Crédit : A. Bernardé CHV ST Martin

  • Le syndrome vestibulaire peut apparaitre car l’organe de l’équilibre est situé dans l’oreille interne. Moins de 2% des patients sont concernés, mais il est plus fréquent chez ceux qui avaient déjà ce genre de troubles ou une tête penchée.
  • Une récidive d’infection profonde accompagnée de douleur (tête penchée, plaintes à la palpation du site chirurgicale) peut se rencontrer, quelquefois plusieurs mois après la TECABO. La plupart du temps, elle est due à une excision incomplète du matériel contaminée d’où la nécessité de bien soigner la première approche chirurgicale. Retrouver le foyer d’infection lors d’une seconde approche s’avère extrêmement aléatoire.
Considérations diverses : esthétique et audition :

Les propriétaires sont souvent concernés par l’aspect esthétique après TECABO. Hormis le fait que la peau est complètement fermée (ce qui est bien moins impressionnant qu’après un abaissement du CAE / technique de Zepp), le port du pavillon de l’oreille n’est pas affecté, même chez les chiens à oreille dressée.

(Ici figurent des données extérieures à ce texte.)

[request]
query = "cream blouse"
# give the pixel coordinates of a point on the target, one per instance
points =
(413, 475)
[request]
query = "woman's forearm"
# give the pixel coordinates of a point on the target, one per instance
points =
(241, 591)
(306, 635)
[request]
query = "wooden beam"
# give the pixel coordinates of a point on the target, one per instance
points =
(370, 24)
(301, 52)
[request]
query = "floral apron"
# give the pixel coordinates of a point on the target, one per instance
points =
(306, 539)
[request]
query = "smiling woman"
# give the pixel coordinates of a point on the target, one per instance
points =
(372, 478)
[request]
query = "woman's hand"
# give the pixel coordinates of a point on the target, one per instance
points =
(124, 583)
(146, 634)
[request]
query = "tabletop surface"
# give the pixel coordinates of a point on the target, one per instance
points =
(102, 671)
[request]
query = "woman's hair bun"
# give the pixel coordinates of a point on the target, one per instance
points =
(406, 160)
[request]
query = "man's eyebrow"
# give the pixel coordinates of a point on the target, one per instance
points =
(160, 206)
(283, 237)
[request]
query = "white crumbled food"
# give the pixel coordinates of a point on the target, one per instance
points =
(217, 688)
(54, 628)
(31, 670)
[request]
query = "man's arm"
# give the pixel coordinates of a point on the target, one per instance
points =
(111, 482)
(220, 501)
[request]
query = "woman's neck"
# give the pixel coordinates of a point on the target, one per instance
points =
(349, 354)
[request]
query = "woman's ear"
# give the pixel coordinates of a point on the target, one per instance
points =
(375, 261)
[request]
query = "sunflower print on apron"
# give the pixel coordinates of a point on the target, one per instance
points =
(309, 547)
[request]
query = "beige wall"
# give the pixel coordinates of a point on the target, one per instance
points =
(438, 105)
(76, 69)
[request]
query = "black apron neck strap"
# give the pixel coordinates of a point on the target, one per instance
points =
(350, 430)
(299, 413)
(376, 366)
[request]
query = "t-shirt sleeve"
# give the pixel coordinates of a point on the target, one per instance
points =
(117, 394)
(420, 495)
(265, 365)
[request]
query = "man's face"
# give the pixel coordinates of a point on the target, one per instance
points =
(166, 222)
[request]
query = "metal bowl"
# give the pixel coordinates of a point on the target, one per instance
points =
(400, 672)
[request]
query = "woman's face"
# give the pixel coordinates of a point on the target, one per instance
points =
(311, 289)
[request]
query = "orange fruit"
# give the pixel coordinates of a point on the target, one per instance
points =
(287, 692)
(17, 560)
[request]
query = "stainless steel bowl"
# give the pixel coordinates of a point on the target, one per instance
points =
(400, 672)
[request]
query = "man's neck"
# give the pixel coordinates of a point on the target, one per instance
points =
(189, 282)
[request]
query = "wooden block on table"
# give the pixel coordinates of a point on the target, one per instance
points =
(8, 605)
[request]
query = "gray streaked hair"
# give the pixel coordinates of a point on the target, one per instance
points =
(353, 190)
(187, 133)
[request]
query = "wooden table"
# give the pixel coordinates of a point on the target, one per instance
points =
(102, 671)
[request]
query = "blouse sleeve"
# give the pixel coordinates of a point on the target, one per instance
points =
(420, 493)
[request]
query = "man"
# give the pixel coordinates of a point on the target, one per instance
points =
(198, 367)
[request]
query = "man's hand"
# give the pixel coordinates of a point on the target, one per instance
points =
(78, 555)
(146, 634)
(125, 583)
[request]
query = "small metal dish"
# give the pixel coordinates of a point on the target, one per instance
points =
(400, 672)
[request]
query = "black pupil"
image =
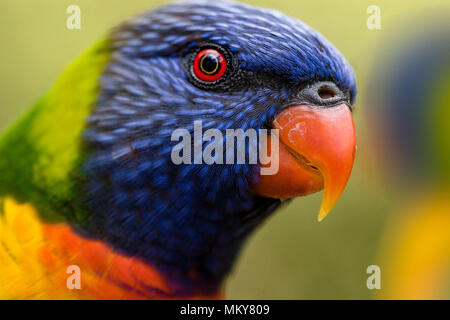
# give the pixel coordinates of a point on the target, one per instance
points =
(210, 64)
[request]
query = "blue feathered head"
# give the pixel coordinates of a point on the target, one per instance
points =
(188, 217)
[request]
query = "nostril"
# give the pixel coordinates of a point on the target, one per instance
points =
(325, 92)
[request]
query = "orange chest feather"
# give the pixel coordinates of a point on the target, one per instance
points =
(50, 261)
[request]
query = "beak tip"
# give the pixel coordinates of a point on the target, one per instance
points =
(322, 215)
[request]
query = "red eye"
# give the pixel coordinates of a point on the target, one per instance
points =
(209, 65)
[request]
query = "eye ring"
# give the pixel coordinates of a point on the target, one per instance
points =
(209, 65)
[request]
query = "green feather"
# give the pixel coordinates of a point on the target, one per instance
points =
(41, 154)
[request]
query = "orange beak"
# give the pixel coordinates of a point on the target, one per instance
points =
(316, 151)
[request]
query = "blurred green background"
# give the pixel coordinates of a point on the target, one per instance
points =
(292, 256)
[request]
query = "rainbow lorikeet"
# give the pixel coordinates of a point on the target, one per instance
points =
(86, 177)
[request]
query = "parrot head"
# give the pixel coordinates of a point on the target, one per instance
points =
(230, 66)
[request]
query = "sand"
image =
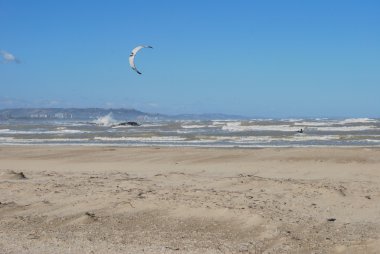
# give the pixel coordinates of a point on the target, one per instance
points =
(57, 199)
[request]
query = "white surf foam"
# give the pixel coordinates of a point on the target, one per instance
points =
(237, 127)
(106, 120)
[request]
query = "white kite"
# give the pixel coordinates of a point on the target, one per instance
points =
(132, 57)
(8, 57)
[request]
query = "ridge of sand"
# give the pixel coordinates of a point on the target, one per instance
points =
(57, 199)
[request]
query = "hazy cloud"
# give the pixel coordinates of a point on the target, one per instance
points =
(8, 57)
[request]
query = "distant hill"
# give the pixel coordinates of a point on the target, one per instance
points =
(93, 113)
(73, 113)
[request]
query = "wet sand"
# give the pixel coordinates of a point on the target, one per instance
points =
(61, 199)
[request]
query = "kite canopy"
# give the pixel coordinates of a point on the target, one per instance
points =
(132, 57)
(8, 57)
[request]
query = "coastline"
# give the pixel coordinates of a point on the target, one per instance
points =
(189, 200)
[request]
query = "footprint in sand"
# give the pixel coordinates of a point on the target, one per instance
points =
(12, 175)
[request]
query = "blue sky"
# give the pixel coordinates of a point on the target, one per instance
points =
(255, 58)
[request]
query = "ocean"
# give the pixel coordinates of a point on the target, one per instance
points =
(244, 133)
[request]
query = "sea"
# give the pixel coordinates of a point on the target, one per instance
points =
(241, 133)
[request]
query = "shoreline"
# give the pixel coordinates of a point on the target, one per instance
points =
(96, 199)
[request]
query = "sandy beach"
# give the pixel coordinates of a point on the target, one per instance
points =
(78, 199)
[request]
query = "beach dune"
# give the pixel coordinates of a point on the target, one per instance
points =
(82, 199)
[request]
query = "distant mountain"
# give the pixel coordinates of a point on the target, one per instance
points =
(94, 113)
(74, 113)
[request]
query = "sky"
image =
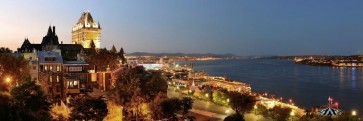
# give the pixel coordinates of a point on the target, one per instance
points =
(240, 27)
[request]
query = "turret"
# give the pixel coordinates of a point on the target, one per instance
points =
(54, 30)
(49, 31)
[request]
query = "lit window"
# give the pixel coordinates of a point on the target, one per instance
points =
(50, 78)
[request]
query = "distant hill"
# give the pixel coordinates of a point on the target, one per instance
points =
(228, 55)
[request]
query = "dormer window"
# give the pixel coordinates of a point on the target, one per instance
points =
(50, 59)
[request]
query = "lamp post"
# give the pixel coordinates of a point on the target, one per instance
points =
(255, 107)
(8, 80)
(292, 115)
(354, 114)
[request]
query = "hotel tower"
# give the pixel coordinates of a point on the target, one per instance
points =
(86, 30)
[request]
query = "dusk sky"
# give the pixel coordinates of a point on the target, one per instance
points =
(244, 27)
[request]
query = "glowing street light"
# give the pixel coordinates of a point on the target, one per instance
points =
(354, 113)
(255, 107)
(8, 80)
(292, 115)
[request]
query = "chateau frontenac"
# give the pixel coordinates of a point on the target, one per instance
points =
(86, 31)
(62, 68)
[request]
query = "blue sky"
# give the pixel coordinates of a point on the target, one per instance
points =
(245, 27)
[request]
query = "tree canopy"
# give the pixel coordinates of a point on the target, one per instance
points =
(86, 108)
(241, 103)
(137, 87)
(29, 101)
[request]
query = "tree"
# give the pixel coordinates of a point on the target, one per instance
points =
(60, 112)
(30, 102)
(241, 103)
(155, 106)
(234, 117)
(281, 113)
(5, 50)
(170, 106)
(86, 108)
(12, 66)
(6, 110)
(121, 55)
(135, 88)
(113, 49)
(186, 105)
(263, 110)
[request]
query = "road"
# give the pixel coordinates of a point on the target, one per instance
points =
(210, 109)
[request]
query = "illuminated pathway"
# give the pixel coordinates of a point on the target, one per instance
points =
(210, 109)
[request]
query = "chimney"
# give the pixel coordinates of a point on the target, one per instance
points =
(54, 30)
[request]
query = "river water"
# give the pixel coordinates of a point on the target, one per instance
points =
(306, 85)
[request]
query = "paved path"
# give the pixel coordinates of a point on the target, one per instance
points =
(207, 108)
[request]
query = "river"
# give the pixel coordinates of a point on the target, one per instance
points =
(306, 85)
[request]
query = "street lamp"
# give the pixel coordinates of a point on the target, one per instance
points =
(8, 80)
(255, 107)
(292, 115)
(354, 113)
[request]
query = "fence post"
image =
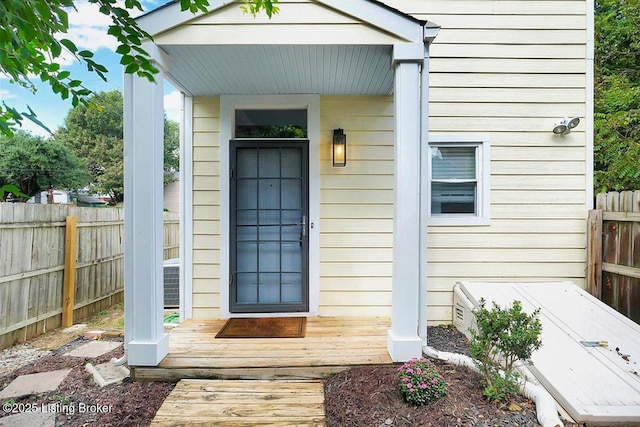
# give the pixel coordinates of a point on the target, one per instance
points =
(594, 253)
(69, 289)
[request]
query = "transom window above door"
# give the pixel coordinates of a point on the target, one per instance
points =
(271, 124)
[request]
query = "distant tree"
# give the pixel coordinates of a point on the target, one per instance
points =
(617, 95)
(32, 36)
(33, 164)
(95, 133)
(171, 150)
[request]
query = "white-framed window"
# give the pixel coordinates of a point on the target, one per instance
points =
(459, 180)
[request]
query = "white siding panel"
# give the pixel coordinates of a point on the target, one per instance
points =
(507, 69)
(206, 209)
(483, 7)
(357, 208)
(501, 80)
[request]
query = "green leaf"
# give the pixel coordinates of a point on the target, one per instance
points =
(55, 49)
(123, 49)
(131, 68)
(126, 59)
(69, 45)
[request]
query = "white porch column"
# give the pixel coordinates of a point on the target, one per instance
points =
(403, 341)
(145, 340)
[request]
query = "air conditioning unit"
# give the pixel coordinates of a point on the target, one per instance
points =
(172, 283)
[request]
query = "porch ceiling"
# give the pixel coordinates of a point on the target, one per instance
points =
(203, 70)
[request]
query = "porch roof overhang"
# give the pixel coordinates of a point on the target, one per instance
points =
(286, 57)
(281, 69)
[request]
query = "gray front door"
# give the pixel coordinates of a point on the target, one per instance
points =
(269, 216)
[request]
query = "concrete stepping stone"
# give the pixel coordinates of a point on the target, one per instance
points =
(94, 349)
(31, 419)
(107, 373)
(34, 383)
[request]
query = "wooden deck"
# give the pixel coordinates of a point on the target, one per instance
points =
(234, 403)
(331, 345)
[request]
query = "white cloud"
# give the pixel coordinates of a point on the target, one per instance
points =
(173, 105)
(6, 94)
(29, 126)
(88, 28)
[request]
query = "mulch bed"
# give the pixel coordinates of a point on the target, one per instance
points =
(369, 396)
(365, 396)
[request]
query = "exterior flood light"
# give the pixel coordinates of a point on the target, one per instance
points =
(339, 148)
(565, 125)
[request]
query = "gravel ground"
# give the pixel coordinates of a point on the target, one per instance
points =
(19, 355)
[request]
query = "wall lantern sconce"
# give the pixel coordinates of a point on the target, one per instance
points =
(339, 148)
(565, 125)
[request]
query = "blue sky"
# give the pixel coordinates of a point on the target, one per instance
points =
(88, 30)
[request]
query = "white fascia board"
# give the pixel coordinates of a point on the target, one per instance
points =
(171, 16)
(158, 55)
(378, 16)
(408, 52)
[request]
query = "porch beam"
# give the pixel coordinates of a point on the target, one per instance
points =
(145, 340)
(403, 341)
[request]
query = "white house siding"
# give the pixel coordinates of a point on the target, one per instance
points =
(206, 207)
(510, 69)
(297, 22)
(356, 208)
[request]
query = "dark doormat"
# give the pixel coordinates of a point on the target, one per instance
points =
(267, 327)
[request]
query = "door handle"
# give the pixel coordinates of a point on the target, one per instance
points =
(304, 225)
(303, 232)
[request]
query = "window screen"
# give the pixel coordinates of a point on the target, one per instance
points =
(454, 180)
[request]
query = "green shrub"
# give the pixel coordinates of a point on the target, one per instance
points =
(503, 337)
(419, 382)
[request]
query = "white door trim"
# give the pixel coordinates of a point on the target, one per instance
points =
(228, 105)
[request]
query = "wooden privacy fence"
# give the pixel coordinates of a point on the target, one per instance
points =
(613, 267)
(34, 257)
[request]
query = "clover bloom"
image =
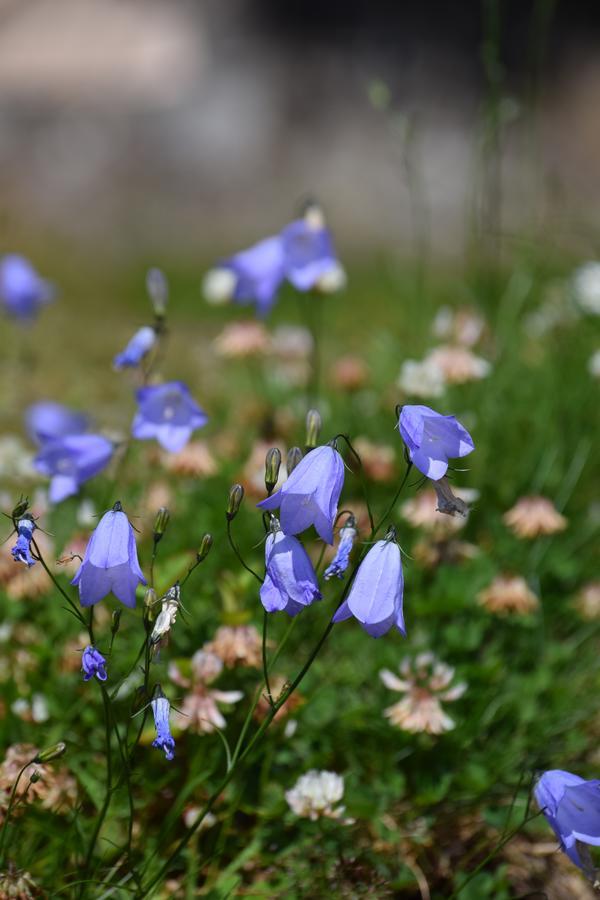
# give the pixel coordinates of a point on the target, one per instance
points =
(93, 664)
(164, 739)
(138, 347)
(47, 420)
(22, 290)
(375, 598)
(431, 439)
(21, 552)
(110, 562)
(290, 583)
(71, 460)
(311, 493)
(168, 413)
(251, 276)
(340, 561)
(572, 807)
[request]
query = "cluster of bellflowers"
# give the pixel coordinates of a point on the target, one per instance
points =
(302, 253)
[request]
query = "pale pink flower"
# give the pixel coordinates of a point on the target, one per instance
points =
(426, 682)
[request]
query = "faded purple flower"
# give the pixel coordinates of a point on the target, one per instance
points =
(138, 347)
(168, 413)
(21, 552)
(431, 439)
(47, 420)
(311, 493)
(164, 739)
(22, 290)
(340, 561)
(93, 664)
(375, 598)
(290, 583)
(110, 562)
(572, 808)
(71, 460)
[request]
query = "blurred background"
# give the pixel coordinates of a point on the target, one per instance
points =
(155, 127)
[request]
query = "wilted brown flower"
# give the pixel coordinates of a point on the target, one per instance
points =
(506, 594)
(533, 516)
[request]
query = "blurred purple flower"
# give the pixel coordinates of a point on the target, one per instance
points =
(71, 460)
(164, 739)
(21, 552)
(311, 493)
(572, 808)
(110, 562)
(290, 582)
(340, 561)
(375, 598)
(168, 413)
(93, 663)
(47, 420)
(21, 289)
(140, 344)
(431, 439)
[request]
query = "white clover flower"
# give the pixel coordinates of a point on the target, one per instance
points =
(315, 794)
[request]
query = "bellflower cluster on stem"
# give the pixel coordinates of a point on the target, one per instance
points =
(110, 563)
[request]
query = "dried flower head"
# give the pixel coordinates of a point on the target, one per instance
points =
(426, 682)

Une autre préoccupation des propriétaires est l’audition. Les chiens pourraient ré-entendre après TECABO (alors que souvent ils n’entendaient plus rien du fait de leur affection) et des potentiels évoqués auditifs ont été constatés. La peau jouerait le rôle de membrane tympanique capable de transmettre des informations auditives au nerf VIII.

CONCLUSION

La TECABO est la technique de choix dans le traitement des affections profondes de l’oreille du chien conduisant à un syndrome vestibulaire périphérique. Plus de 80% des sujets sont améliorés ou guéris. Cette chirurgie qui avait la réputation de chirurgie douloureuse et riche en complications est plutôt bien tolérée et pauvre en complications dès lors que des précautions techniques sont respectées.